Department of Urology, Zhongda Hospital, Southeast University, Nanjing, China.
Institute of Urology, Medical School, Southeast University, Nanjing, China.
Ren Fail. 2022 Dec;44(1):1938-1947. doi: 10.1080/0886022X.2022.2142138.
Coagulation factors participates in the inflammatory cascade, known to play a crucial role in the development of acute kidney injury (AKI). Thus, it's likely that some factors may be associated with AKI. Among them, low levels of fibrinogen and antithrombin III (ATIII) activity have been proved to increase mortality in patients with sepsis. Moreover, they are also reported to be associated with higher incidence of AKI. However, the association between coagulation parameters, especially fibrinogen and ATIII, and prognosis of AKI has not been examined.
Data were acquired from Multiparameter Intelligent Monitoring in Intensive Care Database IV (MIMIC-IV) version 1.0. Cox proportional hazards regression model was used to estimate the relationship between coagulation parameters and in-hospital mortality in critically ill patients with AKI. Subgroup analysis was also conducted to assess the robustness of the association. Restricted cubic spline (RCS) curve was utilized to examine the nonlinear relationships between fibrinogen or ATIII and in-hospital mortality. Kaplan-Meier method was used to estimate cumulative incidence of mortality by fibrinogen or ATIII levels. Receiver-operating characteristic (ROC) curve was plotted and area under curve was calculated to evaluate predictive ability of fibrinogen or ATIII.
A total of 5914 eligible patients were enrolled in fibrinogen cohort study and 115 patients were eligible for ATIII cohort study. The baseline of low fibrinogen (<150 mg/dL) or ATIII (<80%) activity was associated with significantly higher in-hospital mortality (fibrinogen HR [95% CIs] 2.01 [1.79, 2.27]; ATIII 3.73 [1.11, 12.54]). The HR [95% CIs] of low fibrinogen remained significant 1.29 (1.13, 1.48) in multivariate analysis. The RCS curve showed nearly linear relationship. Subgroup analysis also proved the robustness of the association between fibrinogen and in-hospital mortality. Kaplan-Meier survival curve and ROC demonstrated the predictive capability of fibrinogen and ATIII.
Low fibrinogen is an independent predictor of in-hospital mortality in critically ill patients with AKI. Low ATIII activity is also likely to impact the risk of in-hospital death.

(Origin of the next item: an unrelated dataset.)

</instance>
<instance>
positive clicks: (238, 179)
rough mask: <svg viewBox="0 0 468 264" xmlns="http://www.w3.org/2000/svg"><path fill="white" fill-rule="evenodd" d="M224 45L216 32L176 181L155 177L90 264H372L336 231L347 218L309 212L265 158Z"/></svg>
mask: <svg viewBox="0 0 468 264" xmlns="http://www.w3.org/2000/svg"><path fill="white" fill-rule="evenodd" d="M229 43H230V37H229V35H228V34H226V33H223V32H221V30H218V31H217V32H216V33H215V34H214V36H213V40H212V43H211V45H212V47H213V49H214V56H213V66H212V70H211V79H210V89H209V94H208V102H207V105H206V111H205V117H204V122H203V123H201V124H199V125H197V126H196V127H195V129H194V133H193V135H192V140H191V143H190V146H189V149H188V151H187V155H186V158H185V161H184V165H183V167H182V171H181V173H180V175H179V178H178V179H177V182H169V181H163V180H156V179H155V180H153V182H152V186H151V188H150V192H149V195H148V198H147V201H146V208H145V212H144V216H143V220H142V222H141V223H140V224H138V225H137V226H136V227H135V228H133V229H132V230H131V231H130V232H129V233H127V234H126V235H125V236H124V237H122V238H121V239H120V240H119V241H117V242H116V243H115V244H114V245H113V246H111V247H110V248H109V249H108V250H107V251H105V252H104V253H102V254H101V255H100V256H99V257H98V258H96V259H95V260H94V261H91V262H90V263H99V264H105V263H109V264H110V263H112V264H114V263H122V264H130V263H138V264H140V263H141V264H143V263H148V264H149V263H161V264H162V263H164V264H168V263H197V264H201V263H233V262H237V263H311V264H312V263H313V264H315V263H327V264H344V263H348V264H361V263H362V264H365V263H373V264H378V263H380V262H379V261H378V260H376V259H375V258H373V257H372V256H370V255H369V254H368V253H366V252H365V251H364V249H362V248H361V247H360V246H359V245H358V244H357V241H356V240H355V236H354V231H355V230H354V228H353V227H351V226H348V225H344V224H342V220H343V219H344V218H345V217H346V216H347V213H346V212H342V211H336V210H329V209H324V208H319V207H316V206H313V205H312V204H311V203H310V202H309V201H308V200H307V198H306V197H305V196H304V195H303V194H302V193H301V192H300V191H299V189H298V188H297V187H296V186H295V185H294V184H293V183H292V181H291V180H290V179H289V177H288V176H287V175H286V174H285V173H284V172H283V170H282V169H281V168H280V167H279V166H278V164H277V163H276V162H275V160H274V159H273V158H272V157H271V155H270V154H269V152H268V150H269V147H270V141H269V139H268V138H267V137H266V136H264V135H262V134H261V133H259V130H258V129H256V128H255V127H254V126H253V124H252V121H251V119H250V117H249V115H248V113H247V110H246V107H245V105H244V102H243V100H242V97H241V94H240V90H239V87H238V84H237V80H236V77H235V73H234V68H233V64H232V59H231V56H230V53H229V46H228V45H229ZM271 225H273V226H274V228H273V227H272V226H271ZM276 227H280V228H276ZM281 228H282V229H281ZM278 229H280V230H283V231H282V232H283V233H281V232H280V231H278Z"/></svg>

凝血因子参与炎症级联反应,在急性肾损伤(AKI)的发生发展中起着至关重要的作用。因此,某些因素可能与 AKI 相关。其中,纤维蛋白原和抗凝血酶 III(ATIII)活性降低已被证明会增加脓毒症患者的死亡率。此外,它们也与 AKI 的发生率升高有关。然而,凝血参数,特别是纤维蛋白原和 ATIII,与 AKI 预后之间的关系尚未得到检验。
数据来自多参数智能监护的重症监护数据库 IV(MIMIC-IV)版本 1.0。使用 Cox 比例风险回归模型来估计 AKI 危重症患者凝血参数与院内死亡率之间的关系。还进行了亚组分析以评估关联的稳健性。限制性立方样条(RCS)曲线用于检查纤维蛋白原或 ATIII 与院内死亡率之间的非线性关系。Kaplan-Meier 法用于根据纤维蛋白原或 ATIII 水平估计死亡率的累积发生率。绘制受试者工作特征(ROC)曲线并计算曲线下面积以评估纤维蛋白原或 ATIII 的预测能力。
共纳入 5914 例符合条件的患者进行纤维蛋白原队列研究,115 例符合 ATIII 队列研究条件。低纤维蛋白原(<150mg/dL)或 ATIII(<80%)活性的基线与院内死亡率显著升高相关(纤维蛋白原 HR [95%CI] 2.01 [1.79, 2.27];ATIII 3.73 [1.11, 12.54])。多变量分析中,低纤维蛋白原的 HR [95%CI] 仍有显著意义 1.29(1.13, 1.48)。RCS 曲线显示几乎呈线性关系。亚组分析也证明了纤维蛋白原与院内死亡率之间关联的稳健性。Kaplan-Meier 生存曲线和 ROC 表明了纤维蛋白原和 ATIII 的预测能力。
低纤维蛋白原是 AKI 危重症患者院内死亡率的独立预测因子。ATIII 活性降低也可能影响院内死亡风险。